Indigenous (traditional) vegetables are best defined as species that are locally important for the sustainability of economies, human nutrition and health, and social systems - but which have yet to attain global recognition to the same extent as major vegetable commodities such as tomato or cabbage. Given the hundreds of indigenous vegetables consumed worldwide, their accumulated value for mankind is considerable. These species deserve much greater recognition and investment in agricultural research and development than they have presently. Indigenous vegetables are primary candidates for greater use of crop biodiversity in horticulture as they are already consumed and enjoyed locally and can be produced profitably in both rural and urban environments. Yet many such species have received little scientific attention to date. More effort in research and development would likely produce rewarding results, as productivity increases in these neglected crops are much easier to realize than for intensively researched staple cereals.
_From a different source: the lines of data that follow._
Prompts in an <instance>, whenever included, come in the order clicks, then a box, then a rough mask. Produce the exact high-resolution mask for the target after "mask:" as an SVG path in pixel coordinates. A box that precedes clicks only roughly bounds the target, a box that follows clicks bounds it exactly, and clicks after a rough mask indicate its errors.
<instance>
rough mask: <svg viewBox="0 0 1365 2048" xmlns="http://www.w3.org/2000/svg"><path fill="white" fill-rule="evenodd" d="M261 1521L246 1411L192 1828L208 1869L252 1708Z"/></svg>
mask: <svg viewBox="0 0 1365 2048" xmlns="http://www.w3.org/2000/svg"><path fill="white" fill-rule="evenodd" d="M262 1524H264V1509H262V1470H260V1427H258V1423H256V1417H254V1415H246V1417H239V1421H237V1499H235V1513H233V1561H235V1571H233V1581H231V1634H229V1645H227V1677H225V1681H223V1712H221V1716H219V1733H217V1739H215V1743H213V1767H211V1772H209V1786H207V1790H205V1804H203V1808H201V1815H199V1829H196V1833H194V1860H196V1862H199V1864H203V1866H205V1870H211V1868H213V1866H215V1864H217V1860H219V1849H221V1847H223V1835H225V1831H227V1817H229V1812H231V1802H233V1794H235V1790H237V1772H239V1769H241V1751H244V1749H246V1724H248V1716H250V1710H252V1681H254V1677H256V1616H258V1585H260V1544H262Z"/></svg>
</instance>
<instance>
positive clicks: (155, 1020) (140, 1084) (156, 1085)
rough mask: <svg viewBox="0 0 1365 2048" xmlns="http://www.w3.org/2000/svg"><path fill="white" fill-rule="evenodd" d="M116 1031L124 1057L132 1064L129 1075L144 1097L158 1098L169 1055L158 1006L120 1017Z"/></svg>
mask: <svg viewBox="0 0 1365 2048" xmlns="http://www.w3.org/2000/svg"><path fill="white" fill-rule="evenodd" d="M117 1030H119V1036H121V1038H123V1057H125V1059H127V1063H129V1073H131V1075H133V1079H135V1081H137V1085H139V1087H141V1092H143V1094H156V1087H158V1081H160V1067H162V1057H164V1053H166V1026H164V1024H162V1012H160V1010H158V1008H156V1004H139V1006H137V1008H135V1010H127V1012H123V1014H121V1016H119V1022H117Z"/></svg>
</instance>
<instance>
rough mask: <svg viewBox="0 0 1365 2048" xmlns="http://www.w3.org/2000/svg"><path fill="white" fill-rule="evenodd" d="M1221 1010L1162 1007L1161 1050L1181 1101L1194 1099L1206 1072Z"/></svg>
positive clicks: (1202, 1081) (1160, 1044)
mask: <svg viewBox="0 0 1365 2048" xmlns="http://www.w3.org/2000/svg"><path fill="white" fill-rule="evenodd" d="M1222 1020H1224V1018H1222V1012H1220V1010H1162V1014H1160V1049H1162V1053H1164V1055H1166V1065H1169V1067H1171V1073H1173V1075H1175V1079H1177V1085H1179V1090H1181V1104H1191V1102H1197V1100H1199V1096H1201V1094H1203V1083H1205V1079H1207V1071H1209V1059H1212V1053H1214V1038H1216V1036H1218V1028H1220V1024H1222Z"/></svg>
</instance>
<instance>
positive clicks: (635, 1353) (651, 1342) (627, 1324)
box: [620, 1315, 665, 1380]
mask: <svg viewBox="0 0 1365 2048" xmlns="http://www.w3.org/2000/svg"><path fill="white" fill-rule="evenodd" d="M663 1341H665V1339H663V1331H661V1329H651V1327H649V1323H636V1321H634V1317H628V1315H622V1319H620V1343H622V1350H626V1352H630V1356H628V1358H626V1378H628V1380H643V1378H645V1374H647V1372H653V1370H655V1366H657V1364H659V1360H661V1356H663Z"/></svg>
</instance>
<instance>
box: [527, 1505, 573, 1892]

Questions therefore are: 1) How can we rescue, conserve and utilize the genetic diversity of cultivated and wild forms of indigenous vegetables under threat of genetic erosion?; 2) How can the lack of quality seed be overcome?; 3) Given the increased levels of biotic and abiotic stresses driven by climate change, as well as existing rural-urban migration trends, how can these indigenous vegetables help produce sufficient quantities of quality food?; 4) Can postharvest management be improved to make market chains more effective and profitable?; 5) Can greater consumption of such diverse and nutritious indigenous vegetables be encouraged, knowing that changing dietary habits is a difficult exercise?.